Years ago, when I was little, I used to stand at this spot, on the last day of the holidays, not daring to go down. Every step forwards was an admission that it was nearly all over, that there was nothing to look forward to but the long journey home and school the week after next. Every year, Mum, perhaps, sensing my emotions, and who knows, maybe even sharing them, would tap me on the shoulder, ‘Come on, I’ll race you,’ she’d say, knowing that my desire to win overtook every other feeling. Standing here, I’m overwhelmed by a wave of longing for her, wishing she was here, issuing me with such a challenge again. A useless desire at the best of times – she has been gone so long, I sometimes struggle to remember her face and voice – but today it seems more pointless than ever. What could she do, if she were here? What can anyone do?

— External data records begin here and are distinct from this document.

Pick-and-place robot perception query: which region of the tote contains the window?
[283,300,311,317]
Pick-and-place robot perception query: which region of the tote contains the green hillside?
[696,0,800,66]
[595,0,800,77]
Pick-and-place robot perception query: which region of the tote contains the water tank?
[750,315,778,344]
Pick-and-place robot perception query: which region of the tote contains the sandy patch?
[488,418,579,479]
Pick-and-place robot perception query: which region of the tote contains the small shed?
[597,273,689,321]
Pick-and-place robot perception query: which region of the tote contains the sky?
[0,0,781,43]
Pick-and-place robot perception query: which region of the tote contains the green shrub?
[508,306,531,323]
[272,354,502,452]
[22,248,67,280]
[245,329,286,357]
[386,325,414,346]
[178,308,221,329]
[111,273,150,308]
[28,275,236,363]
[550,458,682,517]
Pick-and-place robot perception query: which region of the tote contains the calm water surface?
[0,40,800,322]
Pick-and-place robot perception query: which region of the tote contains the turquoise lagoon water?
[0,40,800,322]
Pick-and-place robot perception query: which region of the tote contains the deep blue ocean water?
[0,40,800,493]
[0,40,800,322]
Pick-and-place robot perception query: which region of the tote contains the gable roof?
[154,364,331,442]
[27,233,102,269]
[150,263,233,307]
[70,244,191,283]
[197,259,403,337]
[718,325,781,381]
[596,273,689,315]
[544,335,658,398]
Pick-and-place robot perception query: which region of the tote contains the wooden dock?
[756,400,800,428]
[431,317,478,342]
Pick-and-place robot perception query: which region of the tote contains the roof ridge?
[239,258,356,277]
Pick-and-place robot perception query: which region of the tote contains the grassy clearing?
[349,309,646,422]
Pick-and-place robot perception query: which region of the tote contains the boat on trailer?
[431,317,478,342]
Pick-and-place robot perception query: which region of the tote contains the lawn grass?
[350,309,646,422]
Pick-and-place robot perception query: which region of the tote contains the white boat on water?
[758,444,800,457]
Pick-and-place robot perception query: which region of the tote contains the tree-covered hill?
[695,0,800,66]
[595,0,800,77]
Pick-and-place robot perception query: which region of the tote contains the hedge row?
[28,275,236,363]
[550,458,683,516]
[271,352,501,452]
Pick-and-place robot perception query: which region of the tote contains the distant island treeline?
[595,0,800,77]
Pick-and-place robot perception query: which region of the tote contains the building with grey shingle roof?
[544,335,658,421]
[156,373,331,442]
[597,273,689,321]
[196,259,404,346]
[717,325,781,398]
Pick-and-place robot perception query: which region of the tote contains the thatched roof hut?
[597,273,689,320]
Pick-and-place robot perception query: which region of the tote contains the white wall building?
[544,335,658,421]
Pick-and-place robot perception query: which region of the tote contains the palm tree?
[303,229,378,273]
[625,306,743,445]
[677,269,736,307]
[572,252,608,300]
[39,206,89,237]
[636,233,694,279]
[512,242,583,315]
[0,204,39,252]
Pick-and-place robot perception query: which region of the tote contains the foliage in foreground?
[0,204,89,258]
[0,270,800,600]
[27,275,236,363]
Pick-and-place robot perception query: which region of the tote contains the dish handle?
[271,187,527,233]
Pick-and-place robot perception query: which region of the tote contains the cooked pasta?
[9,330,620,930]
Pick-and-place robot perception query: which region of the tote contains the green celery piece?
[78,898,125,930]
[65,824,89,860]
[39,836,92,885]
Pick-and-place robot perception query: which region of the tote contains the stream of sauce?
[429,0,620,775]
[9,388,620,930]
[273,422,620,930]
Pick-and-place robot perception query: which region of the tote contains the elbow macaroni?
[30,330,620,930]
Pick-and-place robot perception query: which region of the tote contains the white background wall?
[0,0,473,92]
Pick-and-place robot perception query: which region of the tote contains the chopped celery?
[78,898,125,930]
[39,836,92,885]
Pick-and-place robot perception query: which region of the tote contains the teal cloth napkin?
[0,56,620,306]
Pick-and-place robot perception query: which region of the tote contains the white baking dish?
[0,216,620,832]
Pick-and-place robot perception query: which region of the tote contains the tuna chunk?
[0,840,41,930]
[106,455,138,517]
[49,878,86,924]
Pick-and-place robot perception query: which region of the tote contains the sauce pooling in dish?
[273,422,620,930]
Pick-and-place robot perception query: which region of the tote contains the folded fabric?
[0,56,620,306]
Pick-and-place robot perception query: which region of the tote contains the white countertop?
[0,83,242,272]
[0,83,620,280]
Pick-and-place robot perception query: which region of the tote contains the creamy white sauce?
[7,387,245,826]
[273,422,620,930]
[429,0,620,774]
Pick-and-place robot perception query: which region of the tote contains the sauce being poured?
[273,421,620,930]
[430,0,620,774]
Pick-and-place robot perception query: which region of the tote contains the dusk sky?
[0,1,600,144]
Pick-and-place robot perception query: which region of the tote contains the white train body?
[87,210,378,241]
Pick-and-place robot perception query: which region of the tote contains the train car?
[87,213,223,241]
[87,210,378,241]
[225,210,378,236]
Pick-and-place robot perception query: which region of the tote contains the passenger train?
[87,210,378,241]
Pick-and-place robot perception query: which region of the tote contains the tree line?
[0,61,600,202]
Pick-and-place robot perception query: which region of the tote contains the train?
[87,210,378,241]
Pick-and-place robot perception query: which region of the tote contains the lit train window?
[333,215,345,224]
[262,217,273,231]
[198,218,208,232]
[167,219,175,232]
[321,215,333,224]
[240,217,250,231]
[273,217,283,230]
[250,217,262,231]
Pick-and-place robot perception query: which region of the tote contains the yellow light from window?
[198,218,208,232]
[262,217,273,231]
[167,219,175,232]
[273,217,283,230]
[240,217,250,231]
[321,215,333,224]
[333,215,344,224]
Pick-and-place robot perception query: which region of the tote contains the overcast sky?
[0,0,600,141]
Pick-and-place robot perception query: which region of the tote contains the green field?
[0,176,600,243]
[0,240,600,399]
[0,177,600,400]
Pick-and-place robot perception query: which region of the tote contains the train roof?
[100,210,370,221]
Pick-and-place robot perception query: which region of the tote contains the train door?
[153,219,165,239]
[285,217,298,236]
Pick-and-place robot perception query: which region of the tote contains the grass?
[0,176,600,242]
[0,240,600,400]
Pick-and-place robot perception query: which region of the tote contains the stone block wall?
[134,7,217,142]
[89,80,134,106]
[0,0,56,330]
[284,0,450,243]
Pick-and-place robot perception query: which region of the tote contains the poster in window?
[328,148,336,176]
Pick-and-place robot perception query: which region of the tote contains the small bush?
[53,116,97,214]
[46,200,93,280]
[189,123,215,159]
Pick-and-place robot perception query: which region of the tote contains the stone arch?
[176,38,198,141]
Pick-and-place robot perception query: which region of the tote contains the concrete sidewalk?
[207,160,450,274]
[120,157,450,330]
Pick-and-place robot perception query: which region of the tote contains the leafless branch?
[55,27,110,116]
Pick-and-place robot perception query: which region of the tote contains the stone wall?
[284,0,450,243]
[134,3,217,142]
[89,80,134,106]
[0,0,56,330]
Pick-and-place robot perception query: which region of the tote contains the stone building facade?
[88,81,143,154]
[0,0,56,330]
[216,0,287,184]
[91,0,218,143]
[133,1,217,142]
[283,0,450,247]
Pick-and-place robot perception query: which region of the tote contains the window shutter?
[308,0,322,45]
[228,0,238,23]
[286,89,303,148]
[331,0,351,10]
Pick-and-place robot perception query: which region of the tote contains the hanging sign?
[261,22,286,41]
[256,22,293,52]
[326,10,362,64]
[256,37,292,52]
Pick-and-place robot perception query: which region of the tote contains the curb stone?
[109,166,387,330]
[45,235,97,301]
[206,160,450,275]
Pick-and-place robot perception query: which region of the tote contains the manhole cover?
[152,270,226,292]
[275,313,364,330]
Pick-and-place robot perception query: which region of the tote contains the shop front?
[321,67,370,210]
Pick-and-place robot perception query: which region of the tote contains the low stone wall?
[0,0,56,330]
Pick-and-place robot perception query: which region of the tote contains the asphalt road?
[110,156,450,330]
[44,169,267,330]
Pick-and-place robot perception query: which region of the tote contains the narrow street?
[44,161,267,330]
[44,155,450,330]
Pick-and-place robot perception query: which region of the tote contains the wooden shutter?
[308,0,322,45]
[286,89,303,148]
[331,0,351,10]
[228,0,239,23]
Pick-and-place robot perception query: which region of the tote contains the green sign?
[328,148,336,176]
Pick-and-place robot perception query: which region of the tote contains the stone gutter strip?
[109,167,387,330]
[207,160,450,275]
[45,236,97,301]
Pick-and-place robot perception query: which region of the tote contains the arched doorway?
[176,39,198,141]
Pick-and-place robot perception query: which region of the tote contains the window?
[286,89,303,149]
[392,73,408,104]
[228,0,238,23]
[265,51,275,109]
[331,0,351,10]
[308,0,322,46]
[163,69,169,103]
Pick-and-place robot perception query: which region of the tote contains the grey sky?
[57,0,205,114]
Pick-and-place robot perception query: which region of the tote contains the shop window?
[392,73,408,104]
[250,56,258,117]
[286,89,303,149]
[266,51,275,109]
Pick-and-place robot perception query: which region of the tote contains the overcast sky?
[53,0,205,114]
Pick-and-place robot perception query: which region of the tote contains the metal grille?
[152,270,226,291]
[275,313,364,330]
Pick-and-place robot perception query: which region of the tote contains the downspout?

A glance at my watch is a reminder how quickly the minutes are passing. The sun is still high in the sky, but it is moving inexorably towards the west; the surf is at its best now, but that will pass. I need to get down there if I am going to make the most of it. And really I should make the most of, and stick to my plan, otherwise I might as well have gone with the others in the van. I have to be decisive. I return to the car, grab my rucksack, tent and surfboard and walk towards the slope. I will have to come back later for the furniture and refreshments, but it’s still awkward carrying so much stuff. I stagger down the stone path, which gradually gives way to sand, first a light dusting and then my feet are sinking among the hot grains. It is a struggle to stay upright with all the equipment I am carrying, but I force myself forward, sliding down the incline until I reach the firmer sand just above the high tide mark where it is a relief to put everything down. As I am sorting out the pop-up tent, a memory surfaces – another day, another pop-up tent, another beach – Seren and I preparing for our first surfing adventure. ‘It’s not as good as Dowetha,’ I’d said, ‘but it will do.’ I had had every intention of bringing her to Dowetha one day, before everything went wrong between us. I never will now.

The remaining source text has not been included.